Question

A shop sells $6$ different flavors of ice-creams. In how many ways can a customer choose $4$ ice-cream cones if they contain only $2$ or $3$ different flavors.

Answer 1

A customer choose $4$ ice-cream cones

They contain only $2$ or $3$ different flaours.

Case 1: $6$ icecreams of $3$ different flavours are chosen

Let the flavours be $\{a,b,c,d,e,f\}$

$\Rightarrow$let flavour $a$ occur $2$ times

$\therefore$ Choose the flavours $a,a,b,c$

${=}_{C_3}^6\times \frac{3!}{2!}$

$=\frac{6!}{3!3!}\times \frac{3!}{2!}$

$=\frac{6\times 5\times 4\times 3!}{3!2!}$

$=6\times 5\times 2=60$ ways.

Case 2:two different flavours are choosen

$\Rightarrow$ two flavours repeat $2$ times.

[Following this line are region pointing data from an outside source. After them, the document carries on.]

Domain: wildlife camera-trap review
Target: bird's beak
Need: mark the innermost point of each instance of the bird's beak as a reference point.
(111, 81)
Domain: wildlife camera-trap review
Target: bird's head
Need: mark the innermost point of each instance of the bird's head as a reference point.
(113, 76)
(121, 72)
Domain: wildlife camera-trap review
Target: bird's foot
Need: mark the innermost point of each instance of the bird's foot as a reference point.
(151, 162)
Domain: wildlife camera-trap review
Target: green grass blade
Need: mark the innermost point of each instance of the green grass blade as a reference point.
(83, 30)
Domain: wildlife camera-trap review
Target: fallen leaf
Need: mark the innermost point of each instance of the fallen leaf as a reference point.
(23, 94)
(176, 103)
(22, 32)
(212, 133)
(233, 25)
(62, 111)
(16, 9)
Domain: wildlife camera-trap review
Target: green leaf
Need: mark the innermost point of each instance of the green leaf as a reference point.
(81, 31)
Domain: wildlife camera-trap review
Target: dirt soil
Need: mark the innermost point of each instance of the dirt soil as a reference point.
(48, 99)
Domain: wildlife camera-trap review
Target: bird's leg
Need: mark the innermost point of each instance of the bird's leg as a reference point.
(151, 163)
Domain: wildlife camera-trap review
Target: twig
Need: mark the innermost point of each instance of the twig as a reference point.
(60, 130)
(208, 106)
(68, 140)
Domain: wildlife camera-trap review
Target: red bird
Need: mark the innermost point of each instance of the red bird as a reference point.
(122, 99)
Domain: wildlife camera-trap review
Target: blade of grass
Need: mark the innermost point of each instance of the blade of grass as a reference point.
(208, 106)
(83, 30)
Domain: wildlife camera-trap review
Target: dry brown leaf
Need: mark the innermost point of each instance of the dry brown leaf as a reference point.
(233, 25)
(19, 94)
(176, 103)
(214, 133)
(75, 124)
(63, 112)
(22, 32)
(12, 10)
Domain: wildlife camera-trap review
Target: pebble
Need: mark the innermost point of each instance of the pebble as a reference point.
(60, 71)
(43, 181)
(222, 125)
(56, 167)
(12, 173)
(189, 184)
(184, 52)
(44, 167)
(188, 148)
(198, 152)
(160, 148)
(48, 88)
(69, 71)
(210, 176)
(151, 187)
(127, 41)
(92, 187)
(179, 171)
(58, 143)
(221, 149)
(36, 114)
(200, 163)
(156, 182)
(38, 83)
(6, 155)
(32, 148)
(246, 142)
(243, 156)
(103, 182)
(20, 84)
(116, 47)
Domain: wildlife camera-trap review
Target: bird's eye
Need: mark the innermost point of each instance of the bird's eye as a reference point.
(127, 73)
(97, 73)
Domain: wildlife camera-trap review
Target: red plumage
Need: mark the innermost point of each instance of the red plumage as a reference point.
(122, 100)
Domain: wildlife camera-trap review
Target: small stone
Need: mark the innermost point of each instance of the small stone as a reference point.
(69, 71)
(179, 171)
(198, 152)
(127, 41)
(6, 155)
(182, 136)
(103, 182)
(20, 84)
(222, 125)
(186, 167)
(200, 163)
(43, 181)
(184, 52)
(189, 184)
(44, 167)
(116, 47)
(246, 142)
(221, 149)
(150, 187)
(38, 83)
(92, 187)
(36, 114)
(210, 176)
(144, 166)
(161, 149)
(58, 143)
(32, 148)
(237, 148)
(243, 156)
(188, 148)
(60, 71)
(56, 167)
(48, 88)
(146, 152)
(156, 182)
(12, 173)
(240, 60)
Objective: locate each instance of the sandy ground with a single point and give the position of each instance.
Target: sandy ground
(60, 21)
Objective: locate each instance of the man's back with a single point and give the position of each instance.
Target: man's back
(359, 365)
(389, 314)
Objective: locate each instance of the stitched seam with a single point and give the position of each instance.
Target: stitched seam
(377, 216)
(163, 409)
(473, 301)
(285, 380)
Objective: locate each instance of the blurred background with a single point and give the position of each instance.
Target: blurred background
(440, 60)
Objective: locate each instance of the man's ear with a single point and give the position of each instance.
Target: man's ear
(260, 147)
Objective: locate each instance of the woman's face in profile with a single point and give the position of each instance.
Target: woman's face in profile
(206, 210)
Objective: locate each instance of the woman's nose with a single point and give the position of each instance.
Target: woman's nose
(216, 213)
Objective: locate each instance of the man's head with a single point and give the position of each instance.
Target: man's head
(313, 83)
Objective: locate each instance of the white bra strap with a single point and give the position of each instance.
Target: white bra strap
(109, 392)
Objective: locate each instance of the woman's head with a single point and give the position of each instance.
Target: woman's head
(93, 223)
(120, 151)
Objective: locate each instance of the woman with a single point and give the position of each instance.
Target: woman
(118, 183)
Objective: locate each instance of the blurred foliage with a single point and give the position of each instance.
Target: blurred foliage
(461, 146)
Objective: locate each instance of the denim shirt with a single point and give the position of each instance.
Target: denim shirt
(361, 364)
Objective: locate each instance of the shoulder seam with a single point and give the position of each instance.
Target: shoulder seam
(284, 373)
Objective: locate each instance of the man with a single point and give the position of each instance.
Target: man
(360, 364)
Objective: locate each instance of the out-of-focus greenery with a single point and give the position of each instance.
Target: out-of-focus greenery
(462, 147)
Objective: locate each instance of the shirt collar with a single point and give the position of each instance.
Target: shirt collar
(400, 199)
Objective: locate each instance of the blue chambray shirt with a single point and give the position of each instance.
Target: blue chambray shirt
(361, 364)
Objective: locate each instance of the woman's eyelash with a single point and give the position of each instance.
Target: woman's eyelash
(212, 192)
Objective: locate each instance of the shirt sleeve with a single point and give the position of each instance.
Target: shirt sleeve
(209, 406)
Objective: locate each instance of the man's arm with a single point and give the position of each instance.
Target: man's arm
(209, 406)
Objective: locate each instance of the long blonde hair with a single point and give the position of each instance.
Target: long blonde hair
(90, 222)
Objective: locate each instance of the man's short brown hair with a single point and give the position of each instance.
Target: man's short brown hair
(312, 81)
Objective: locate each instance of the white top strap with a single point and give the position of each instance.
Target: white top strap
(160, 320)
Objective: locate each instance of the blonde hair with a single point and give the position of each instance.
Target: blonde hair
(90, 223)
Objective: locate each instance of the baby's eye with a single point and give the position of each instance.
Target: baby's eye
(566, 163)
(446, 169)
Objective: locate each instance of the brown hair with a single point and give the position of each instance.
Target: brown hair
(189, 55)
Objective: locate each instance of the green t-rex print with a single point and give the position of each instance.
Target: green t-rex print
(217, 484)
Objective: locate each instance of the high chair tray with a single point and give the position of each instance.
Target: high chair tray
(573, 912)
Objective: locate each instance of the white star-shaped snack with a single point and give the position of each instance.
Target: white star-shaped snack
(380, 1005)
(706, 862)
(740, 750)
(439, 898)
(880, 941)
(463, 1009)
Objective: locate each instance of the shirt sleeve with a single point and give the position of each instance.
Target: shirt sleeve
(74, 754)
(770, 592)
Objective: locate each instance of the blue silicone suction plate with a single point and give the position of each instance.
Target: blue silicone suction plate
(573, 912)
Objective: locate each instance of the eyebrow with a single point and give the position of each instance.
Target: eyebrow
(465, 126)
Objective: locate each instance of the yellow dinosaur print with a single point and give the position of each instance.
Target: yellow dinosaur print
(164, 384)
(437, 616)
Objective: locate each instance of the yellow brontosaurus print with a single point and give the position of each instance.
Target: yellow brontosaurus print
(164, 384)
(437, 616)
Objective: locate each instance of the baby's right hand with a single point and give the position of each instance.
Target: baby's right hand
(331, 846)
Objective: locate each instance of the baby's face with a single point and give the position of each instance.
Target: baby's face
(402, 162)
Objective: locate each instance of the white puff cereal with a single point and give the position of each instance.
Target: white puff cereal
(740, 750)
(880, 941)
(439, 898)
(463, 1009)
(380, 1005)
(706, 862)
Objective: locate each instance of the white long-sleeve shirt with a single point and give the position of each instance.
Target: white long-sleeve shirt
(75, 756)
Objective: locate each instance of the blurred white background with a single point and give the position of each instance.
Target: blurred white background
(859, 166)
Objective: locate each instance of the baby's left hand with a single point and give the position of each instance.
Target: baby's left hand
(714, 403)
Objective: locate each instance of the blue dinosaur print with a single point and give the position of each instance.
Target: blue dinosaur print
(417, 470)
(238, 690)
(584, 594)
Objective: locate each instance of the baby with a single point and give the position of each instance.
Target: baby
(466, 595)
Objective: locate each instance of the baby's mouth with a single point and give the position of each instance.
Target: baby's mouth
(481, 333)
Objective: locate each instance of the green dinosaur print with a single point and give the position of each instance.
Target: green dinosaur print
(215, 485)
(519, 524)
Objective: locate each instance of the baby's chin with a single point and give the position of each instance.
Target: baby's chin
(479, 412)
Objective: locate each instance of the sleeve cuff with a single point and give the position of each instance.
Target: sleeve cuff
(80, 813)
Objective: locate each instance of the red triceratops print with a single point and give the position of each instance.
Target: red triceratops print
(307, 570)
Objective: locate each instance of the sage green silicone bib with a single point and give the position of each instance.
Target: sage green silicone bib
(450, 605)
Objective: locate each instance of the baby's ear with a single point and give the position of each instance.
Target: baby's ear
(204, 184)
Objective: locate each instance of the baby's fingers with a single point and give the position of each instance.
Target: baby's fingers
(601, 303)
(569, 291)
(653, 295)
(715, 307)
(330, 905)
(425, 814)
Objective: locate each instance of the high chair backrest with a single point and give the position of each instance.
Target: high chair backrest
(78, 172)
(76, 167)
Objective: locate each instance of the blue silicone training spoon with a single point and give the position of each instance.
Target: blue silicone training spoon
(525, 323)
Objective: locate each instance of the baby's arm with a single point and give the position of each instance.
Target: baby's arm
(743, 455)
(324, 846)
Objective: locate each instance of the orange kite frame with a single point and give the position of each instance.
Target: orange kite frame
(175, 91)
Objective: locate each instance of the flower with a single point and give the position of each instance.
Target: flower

Let $\{a,b\}$ be the repeated flavours.

$a,a,b,b$ be the flavours

${=}_{C_2}^6\times 3$

$=\frac{6!}{4!2!}\times 3$

$=\frac{6\times 5\times 4!}{4!2!}\times 3$

$=45$ times

$\therefore$ Number of ways$=2$ different flavours$+3$ different flavours

$=60+45=105$ ways.